先生によると、リーのおっさんは先生にエンギをする直前に、うちの業界特有の手を使った合図みたいなので、30万でどうだ?(ここでいうのはドルかな?)と聞いてきたから。

先生も、あ、これ多分弟子のことだな、と思って「いいよ」と返事した。
(その時の俺はまだこれを習っていなかったが、この件の後にすぐに習得した)

それから、先生は暗黙の了解的に、とりあえず俺を家に残すために、色々と俺の暇つぶしとかに付き合って。
そんで、夜中になったら、こっそり家を抜けだした。

詳しくはリーのおっさんが何をしたかは先生も知らないらしいが。
でも、たぶん俺を殺して、リーのおっさんとワン君が助かるか、俺が生き残って、リーのおっさんとワン君両方死ぬか、どっちかだったらしい。

現在は、ワン君は失踪していて、そんでリーのおっさんはまだ生きているが、もう長くないだろう。
リーのおっさんはこんなことに巻き込んでしまって悪かった。
しかし、これしかなかったんだ。許してくれとは、いわないとかなんとか、俺に伝えてほしいと先生に依頼していた。

まぁ、これから会うこともないだろうな。
それにしてもよくあれで生き残ったな。運がよかった。と先生は締めくくった。

俺はやっぱり何がなんだかよくわからなかったけど、無事なほうの手で、先生の顔をグーでなぐった。

リーのおっさんはその夜に、どういう儀式をしたのかはわからない。
もしかしたら、あの地下室の断龍釘とかとも関係あったのかもしれない。

あの時聞こえてきたワン君の声は一体何だったのかも謎だ。
ワン君は失踪したらしいけど、一体どこに消えたというのだ。
何で、家は火事になったんだろうか。そんで、その時外にいたたくさんの現地の人たちは何がしたかったんだろうか。
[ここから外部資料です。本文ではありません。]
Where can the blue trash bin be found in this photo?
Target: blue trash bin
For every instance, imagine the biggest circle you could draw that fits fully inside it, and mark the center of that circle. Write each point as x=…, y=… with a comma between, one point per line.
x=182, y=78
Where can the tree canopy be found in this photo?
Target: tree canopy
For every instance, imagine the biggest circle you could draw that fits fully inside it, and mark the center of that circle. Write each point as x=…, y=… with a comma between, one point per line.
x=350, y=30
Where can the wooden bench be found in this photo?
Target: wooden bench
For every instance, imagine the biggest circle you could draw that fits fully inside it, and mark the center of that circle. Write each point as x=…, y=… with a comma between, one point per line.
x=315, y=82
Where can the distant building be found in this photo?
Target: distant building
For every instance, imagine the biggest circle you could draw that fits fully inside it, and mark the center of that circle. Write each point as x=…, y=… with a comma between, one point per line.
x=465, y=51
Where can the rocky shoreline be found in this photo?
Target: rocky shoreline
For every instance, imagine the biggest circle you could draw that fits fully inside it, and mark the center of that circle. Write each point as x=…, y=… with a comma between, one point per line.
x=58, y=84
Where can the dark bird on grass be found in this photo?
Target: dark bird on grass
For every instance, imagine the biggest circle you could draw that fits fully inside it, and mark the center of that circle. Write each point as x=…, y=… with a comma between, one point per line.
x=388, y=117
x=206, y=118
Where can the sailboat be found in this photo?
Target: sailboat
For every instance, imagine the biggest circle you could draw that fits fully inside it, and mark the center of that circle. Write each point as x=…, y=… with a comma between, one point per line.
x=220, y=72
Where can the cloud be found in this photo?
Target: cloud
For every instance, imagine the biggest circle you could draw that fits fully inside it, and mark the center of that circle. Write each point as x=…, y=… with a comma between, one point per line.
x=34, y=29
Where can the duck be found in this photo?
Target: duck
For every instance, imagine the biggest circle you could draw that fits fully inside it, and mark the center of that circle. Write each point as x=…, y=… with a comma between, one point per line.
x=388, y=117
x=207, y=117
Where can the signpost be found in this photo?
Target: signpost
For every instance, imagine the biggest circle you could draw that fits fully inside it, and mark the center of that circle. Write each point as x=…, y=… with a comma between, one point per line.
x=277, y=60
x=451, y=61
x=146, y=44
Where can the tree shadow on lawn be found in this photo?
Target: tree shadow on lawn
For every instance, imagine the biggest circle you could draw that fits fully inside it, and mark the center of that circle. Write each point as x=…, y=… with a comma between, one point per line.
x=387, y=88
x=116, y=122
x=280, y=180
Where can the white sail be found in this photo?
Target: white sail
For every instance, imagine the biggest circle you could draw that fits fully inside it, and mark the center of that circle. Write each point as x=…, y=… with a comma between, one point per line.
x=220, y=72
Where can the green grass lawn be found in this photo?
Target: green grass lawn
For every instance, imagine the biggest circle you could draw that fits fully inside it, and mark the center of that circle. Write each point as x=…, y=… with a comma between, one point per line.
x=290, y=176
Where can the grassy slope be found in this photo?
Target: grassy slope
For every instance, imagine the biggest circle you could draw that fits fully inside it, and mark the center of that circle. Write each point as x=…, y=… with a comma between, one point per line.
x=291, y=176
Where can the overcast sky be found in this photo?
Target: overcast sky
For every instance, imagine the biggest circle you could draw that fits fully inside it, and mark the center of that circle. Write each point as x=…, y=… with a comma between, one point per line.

俺を引っ張ったりしたり、笑い声が聞こえたのは幻なのか、俺の部屋のドアをふさいでいたもの。あれをどかしたのは一体誰だったのか。

考えても分からないことが多すぎた。

でも、窓に映ったたくさんの影。あれはだけはわかる。
間違いなく火で、焼けて炭になった。イタチたちだ。

まぁ、それ以降の教訓としては、二度と先生と一緒に外国に行かないってことかな。